青葉学園物語

最近子どもの頃に読んだ本、特に児童文学を再読しています。
自分では面白いと思った本でも、その後月日が流れ、娘に読ませるには不適となっているかもしれない。(なので今のうちにチェックしておきたい)
そして何よりも大人になった自分が同じ本を読んで、どのように感じるか見てみたいというのがありました。

さて、この記事のタイトルである『青葉学園物語』ですが、初めのはこの名前すら思い出せませんでした。最期に読んでから30年くらい経っています。
覚えていたのは次の二つだけでした。
・戦争孤児、おそらくは原爆孤児ための施設を舞台にしている。
・その学園の卒園生が林業に就職しようとするも、優しそうな先輩に給料をピンハネされて山を下りる。
これだけを手がかりにインターネットで調べまくり、ようやく青葉学園物語に行き着きました。

青葉学園物語シリーズは5冊の本で構成されています。
『右むけ、左!』
『さよならは半分だけ』
『翔ぶんだったら、いま!』
『空色の空の下で』
『まっちくれ、涙』

給料をピンハネされたお話は、なんと5巻の後半にちょっとだけ出てくるだけでした。なので1〜4巻を読んでいる間は、このシリーズが本当に自分の探していたものだったのか自信が持てませんでした。ついでに言うと、学園の卒園生は林業に就職したのではなく、一夏だけのバイトでした(良かった)。

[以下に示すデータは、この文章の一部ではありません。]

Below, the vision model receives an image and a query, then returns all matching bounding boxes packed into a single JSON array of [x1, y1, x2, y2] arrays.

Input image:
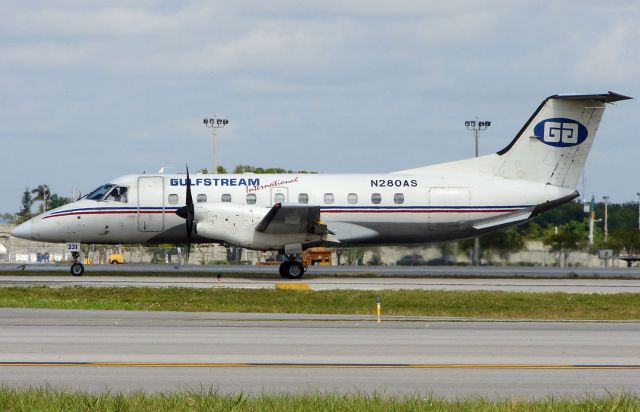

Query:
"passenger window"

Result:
[[105, 186, 127, 203], [324, 193, 333, 205]]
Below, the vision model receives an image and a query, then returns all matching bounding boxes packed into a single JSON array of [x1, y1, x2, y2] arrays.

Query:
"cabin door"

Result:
[[138, 176, 164, 232]]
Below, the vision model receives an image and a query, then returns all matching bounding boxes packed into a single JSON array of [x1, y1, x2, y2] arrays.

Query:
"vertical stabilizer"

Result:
[[495, 92, 629, 189]]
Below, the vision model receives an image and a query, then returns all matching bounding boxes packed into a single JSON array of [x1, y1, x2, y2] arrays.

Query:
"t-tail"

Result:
[[400, 92, 630, 189]]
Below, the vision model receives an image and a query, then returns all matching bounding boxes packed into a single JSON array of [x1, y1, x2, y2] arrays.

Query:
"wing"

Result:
[[256, 203, 327, 235]]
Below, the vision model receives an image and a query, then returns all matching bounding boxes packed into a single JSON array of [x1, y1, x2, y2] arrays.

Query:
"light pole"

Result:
[[203, 117, 229, 173], [602, 196, 609, 242], [464, 117, 491, 266], [636, 192, 640, 230]]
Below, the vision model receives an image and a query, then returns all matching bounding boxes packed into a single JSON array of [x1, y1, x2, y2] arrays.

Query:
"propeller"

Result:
[[176, 166, 194, 262]]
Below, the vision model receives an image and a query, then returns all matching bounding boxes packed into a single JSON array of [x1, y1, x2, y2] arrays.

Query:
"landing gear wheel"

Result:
[[287, 261, 304, 279], [71, 262, 84, 276]]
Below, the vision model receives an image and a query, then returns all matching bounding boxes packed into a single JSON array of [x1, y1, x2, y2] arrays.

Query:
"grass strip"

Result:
[[0, 387, 640, 412], [0, 287, 640, 320]]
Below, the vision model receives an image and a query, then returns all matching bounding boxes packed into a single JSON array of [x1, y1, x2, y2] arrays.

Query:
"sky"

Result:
[[0, 0, 640, 212]]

さて、再読して分かりましたが、この本は非常に面白いです。親がいない哀しさも、仲間がいる楽しさも書かれています。戦争のこともしっかり書かれています。
ほんの少しだけ当時の世相を反映したステレオタイプな男女の役割差が描かれているところがありますが、そこまで気になるほどではないでしょう。
むしろ中卒で働きに出ていたり、その就職先が選択の余地がほとんどないものであったりすることの方が印象に残りました。大人になってから再読したからこそ、そうした”裏事情”に目がいくようになったのかもしれません。

全体として、娘が小学生くらいになったら読ませたいなと思える本でした。